Overview

Audio Streaming

Audio streaming gives you access to the raw audio stream of your voice calls by transmitting live audio to your backend using WebSockets.

With audio streaming, you can build solutions such as:

  • Voice-based AI applications that respond to incoming support queries
  • Real-time transcription or sentiment analysis for sales outreach
  • IVR systems with conversational support for handling customer requests

Pre-requisites

  • If you haven’t worked with Plivo’s voice APIs before, ensure you’re familiar with Plivo’s voice platform before getting started.
  • Additionally, you’ll need to purchase phone numbers through the Plivo console or API before proceeding.
Some of the use cases mentioned above may require integration with third-party software, such as OpenAI (for LLM), Deepgram (for Speech-to-Text), ElevenLabs (for Text-to-Speech), and others.

Websockets

Stream Direction

Additionally, ensure you understand whether you need unidirectional or bidirectional streaming and use the correct parameter.

  • Unidirectional: You should use a unidirectional stream when audio is being sent to your Websocket, but the Websocket does not need to send audio back to Plivo.
  • Bidirectional: You should use a bidirectional stream when your WebSocket application needs to both receive and send audio. A common use case is enabling two-way communication between your customer and an AI agent.

Stream your audio

You can stream audio from a voice call using the XML element

<Response>
<Stream streamTimeout="30" keepCallAlive="true" bidirectional="true" contentType="audio/x-mulaw;rate=8000" statusCallbackUrl="https://yourdomain.com/callbacks" >
wss://yourstream.websocket.io/audiostream
</Stream>
</Response>

See our XML reference documentation for complete details.

  • When using audio streaming, ensure that keepCallAlive is set to true. This will prevent calls from being disconnected immediately after connection due to the absence of an XML execution element.
  • For a bidirectional stream, make sure to set bidirectional to true
  • In the case of a bidirectional stream, you can use the playAudio event to transmit audio through a WebSocket.

Additional features

During the lifecycle of a stream, Plivo transmits certain events to your backend, which can be used to build additional features:

  • start: Indicates a successful connection between Plivo and your WebSocket server.
  • media: Indicates actual audio chunks being sent to your WebSocket server.
  • stop: Indicates that there is no more audio to be streamed.
  • dtmf: Sends back key presses during the live call, which can be used to build AI powered IVR solutions.
{ 
  "event": "media",
  "sequenceNumber": "3", 
  "media": { 
     "track": "outbound", 
     "chunk": "1", 
     "timestamp": "5",
     "payload": “..”
} ,
  "streamId": "MZ18ad3ab5a668481ce02b83e7395059f0",
  "extra_headers": "{X-PH-key1: value1}"
}

Additionally, you can instruct Plivo to take specific actions:

  • clearAudio: Clears any buffered audio previously sent to Plivo. This is useful in cases where playback has been interrupted.
  • checkPoint: Applicable only for bidirectional streams. When this event is received, Plivo responds with a played event to confirm that all audio up to the checkpoint has been successfully played.

Sample applications

We have created demo applications to help you get started with integration for the following use cases:

  • Voice bots: A demo application for building a conversational AI bot using Plivo’s audio streaming feature, DeepGram (for Speech-to-Text), OpenAI (for LLM), and ElevenLabs (for Text-to-Speech).

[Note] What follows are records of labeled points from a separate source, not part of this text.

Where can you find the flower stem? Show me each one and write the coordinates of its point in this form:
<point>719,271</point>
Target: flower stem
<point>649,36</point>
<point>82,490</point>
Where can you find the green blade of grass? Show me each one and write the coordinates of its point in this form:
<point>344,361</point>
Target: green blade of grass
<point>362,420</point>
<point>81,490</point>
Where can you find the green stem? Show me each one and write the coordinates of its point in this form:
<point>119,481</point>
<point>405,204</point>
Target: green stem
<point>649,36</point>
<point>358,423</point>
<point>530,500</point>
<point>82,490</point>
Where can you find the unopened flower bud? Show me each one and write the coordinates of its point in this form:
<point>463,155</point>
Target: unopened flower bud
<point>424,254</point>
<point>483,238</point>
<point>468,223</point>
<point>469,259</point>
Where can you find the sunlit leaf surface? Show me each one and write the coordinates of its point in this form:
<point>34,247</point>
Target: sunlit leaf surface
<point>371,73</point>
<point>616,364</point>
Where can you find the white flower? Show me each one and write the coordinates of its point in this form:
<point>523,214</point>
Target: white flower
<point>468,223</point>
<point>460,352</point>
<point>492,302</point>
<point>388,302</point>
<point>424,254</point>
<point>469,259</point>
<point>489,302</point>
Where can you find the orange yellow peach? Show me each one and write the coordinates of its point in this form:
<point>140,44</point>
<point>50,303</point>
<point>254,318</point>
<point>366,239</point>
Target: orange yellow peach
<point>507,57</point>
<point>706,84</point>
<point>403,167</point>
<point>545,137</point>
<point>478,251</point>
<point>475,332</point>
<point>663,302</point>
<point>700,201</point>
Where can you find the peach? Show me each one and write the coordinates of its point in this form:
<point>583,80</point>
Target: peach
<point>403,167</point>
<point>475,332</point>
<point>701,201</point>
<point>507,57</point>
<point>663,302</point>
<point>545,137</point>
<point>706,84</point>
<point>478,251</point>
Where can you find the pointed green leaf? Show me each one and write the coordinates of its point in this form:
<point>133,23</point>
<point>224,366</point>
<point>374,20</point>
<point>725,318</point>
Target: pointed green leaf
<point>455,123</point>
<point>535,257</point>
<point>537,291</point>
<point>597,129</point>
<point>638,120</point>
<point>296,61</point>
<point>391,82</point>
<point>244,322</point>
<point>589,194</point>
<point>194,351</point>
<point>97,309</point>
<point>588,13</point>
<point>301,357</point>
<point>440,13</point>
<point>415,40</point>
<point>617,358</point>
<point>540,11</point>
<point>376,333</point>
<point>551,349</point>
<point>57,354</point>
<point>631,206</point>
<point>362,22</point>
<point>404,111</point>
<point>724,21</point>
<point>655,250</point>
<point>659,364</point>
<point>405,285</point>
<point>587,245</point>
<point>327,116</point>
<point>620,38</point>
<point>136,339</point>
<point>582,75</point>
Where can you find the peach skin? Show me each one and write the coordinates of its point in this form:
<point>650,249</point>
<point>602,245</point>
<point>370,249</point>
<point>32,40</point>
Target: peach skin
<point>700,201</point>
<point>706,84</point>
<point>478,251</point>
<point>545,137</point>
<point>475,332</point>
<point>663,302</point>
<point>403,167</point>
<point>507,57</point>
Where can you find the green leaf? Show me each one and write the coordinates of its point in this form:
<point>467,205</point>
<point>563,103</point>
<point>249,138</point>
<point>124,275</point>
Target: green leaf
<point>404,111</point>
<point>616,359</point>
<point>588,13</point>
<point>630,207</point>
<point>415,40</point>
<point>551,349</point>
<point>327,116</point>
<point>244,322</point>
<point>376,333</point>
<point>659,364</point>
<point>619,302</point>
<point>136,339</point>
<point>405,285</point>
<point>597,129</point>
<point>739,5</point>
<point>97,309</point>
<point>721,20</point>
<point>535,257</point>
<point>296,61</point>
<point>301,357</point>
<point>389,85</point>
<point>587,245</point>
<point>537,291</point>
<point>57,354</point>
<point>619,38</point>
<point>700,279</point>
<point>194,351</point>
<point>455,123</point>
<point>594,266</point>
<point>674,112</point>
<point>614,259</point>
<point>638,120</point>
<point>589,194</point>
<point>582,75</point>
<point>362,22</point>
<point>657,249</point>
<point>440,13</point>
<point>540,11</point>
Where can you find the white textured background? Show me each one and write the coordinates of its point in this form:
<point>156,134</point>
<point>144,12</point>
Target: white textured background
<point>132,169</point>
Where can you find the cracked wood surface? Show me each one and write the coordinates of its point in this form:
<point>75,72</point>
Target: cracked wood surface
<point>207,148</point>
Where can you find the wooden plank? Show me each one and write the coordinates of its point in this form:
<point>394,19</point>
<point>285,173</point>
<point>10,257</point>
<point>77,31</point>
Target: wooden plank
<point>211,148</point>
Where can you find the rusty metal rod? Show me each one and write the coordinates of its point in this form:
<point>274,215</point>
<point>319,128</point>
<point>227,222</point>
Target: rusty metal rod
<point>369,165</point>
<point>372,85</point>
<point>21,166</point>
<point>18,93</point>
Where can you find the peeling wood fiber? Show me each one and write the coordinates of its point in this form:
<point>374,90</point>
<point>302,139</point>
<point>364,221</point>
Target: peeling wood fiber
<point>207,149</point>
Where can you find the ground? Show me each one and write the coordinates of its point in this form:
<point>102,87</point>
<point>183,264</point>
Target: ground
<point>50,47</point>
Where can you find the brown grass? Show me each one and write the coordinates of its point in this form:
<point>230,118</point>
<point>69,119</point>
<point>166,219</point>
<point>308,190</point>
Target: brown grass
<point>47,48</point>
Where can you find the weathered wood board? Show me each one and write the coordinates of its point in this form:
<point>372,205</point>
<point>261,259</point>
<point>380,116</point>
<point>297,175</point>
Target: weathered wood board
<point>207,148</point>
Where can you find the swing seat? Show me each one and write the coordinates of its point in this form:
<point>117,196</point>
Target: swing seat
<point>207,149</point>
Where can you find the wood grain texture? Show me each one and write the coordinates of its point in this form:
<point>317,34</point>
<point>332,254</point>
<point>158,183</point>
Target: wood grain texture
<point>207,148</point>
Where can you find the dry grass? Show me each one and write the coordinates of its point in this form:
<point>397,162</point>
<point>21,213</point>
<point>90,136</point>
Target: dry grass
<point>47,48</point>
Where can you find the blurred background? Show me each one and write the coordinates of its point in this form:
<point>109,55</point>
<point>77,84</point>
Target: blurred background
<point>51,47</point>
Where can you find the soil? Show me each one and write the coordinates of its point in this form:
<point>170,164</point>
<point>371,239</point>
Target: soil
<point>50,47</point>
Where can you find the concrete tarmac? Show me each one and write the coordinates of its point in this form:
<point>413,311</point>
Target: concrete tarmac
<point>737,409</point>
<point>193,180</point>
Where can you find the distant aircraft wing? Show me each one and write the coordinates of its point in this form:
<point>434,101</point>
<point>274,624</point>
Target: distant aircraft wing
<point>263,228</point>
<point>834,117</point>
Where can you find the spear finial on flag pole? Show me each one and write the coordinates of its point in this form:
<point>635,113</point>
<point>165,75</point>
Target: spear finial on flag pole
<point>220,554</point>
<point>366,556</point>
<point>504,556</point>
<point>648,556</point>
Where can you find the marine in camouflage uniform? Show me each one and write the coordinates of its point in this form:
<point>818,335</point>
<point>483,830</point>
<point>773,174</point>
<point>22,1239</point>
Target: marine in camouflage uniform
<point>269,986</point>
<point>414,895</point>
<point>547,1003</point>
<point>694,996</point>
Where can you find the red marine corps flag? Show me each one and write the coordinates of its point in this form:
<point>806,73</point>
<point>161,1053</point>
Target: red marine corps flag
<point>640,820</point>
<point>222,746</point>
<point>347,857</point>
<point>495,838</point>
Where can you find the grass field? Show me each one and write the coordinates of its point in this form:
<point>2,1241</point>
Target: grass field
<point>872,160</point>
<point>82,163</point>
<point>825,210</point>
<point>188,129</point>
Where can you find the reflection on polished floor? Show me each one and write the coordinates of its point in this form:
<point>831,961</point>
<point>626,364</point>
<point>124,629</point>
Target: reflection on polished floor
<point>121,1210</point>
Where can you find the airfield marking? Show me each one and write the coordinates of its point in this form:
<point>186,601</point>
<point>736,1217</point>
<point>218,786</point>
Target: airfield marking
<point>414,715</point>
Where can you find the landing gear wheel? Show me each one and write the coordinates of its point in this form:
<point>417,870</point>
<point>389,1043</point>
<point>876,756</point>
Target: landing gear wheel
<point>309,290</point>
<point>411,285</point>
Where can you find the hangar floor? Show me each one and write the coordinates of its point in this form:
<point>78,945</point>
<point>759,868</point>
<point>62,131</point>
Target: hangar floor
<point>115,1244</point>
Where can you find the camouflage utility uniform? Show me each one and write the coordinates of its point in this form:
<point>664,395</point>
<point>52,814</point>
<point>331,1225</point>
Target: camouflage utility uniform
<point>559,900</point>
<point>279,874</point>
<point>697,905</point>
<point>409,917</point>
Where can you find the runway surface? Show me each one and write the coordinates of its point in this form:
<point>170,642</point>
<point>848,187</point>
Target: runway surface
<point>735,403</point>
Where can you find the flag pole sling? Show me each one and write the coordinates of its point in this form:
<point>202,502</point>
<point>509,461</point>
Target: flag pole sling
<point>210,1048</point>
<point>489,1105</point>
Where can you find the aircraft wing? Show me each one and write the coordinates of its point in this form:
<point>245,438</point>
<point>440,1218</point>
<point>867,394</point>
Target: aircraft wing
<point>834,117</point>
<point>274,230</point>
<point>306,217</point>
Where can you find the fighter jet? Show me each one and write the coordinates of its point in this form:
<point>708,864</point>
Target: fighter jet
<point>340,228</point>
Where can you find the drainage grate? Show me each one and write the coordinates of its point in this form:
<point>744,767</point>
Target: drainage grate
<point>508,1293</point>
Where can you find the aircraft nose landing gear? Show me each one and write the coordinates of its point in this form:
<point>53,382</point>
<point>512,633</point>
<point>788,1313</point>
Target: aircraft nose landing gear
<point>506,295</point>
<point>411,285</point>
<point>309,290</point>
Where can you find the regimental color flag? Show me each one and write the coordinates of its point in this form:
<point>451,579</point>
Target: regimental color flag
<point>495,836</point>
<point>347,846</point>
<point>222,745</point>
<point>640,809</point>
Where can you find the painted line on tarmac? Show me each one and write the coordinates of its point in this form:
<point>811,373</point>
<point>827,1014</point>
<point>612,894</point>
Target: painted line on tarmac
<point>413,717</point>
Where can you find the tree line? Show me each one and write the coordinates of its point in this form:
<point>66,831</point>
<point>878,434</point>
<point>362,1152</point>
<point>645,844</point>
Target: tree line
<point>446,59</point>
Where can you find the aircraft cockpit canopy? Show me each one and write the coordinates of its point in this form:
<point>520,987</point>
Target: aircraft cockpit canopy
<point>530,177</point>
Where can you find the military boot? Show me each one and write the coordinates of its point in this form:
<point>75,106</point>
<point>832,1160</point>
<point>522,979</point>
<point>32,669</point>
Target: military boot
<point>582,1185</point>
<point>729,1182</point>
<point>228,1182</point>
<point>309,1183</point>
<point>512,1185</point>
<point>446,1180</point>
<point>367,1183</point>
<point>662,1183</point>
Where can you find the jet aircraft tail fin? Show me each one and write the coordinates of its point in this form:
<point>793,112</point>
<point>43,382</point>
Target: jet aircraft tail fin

You are free to use alternative tools for these use cases if desired.
  • Real-time transcription: A demo application for creating a live transcription solution using Plivo’s audio streaming and DeepGram (for Speech-to-Text).

Pricing

Audio streaming is priced at $0.003 per minute, per stream, in addition to the standard charges for voice minutes associated with the call.